Dempster (1958, 1960) proposed a non-exact test for the two-sample significance test when the dimension of data is larger than the degrees of freedom. He raised the question of what statisticians should do if traditional multivariate statistical theory does not apply when the dimension of data is too large. Later, Bai and Saranadasa (1996) found that even when traditional approaches can be applied, they are much less powerful than the non-exact test when the dimension of data is large. This raised another question of how classical multivariate statistical procedures could be adapted and improved when the data dimension is large. These problems have attracted considerable attention since the middle of the first decade of this century. Efforts towards solving these problems have been made along two directions: the first is to propose special statistical procedures to solve ad hoc large-dimensional statistical problems where traditional multivariate statistical procedures are inapplicable or perform poorly, for some specific large-dimensional hypotheses. The family of various non-exact tests follows this approach. The second direction, following the work of Bai et al. (2009a), is to make systematic corrections to the classical multivariate statistical procedures so that the effect of large dimension is overcome. This goal is achieved by employing new and powerful asymptotic tools borrowed from the theory of random matrices, such as the central limit theorems in Bai and Silverstein (2004) and Zheng (2012).
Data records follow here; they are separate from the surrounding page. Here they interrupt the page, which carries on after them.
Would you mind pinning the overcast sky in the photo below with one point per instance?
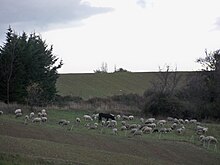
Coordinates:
(136, 35)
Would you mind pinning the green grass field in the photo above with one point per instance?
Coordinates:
(107, 84)
(50, 143)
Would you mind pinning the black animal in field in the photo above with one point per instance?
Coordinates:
(107, 116)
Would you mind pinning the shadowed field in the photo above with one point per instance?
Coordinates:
(50, 143)
(107, 84)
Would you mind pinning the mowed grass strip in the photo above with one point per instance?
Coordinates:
(88, 85)
(50, 141)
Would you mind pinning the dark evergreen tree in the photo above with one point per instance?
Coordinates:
(25, 61)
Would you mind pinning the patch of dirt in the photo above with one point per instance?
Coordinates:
(165, 152)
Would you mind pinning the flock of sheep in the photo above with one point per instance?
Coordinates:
(127, 124)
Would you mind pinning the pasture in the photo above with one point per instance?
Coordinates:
(107, 84)
(51, 143)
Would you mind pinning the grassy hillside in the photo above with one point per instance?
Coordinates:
(107, 84)
(50, 143)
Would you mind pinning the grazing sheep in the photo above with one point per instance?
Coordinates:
(43, 111)
(102, 123)
(181, 121)
(152, 125)
(142, 120)
(201, 130)
(155, 130)
(161, 122)
(44, 119)
(150, 120)
(146, 129)
(123, 128)
(36, 120)
(123, 122)
(26, 118)
(115, 131)
(131, 117)
(180, 130)
(31, 115)
(118, 117)
(133, 130)
(43, 114)
(193, 121)
(124, 117)
(94, 126)
(39, 114)
(95, 116)
(131, 126)
(63, 122)
(66, 122)
(17, 111)
(112, 123)
(163, 130)
(173, 126)
(87, 117)
(170, 119)
(78, 120)
(138, 133)
(19, 114)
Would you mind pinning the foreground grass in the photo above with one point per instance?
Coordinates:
(107, 84)
(51, 143)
Recently, research along these two directions has become very active in response to an increasingly important need for analysis of massive and large-dimensional data. Indeed, such “big data” are nowadays routinely collected owing to rapid advances in computer-based or web-based commerce and data-collection technology.
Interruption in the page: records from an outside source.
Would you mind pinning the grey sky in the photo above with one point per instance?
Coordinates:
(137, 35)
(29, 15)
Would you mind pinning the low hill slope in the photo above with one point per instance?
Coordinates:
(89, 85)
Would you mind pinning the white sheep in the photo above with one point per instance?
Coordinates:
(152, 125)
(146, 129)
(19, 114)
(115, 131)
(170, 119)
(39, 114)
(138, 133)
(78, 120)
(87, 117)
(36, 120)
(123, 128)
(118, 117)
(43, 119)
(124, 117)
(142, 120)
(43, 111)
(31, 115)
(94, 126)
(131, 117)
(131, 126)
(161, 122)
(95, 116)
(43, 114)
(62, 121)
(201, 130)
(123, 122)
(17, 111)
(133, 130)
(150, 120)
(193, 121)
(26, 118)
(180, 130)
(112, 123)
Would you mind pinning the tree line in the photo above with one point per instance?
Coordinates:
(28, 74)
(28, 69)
To accommodate such need, this monograph collects existing results along the aforementioned second direction of large-dimensional data analysis. In Chapters 2 and 3, the core of fundamental results from random matrix theory about sample covariance matrices and random Fisher matrices is presented in detail. Chapters 4–12 collect large-dimensional statistical problems in which the classical large sample methods fail and the new asymptotic methods, based on the fundamental results of the preceding chapters, provide a valuable remedy.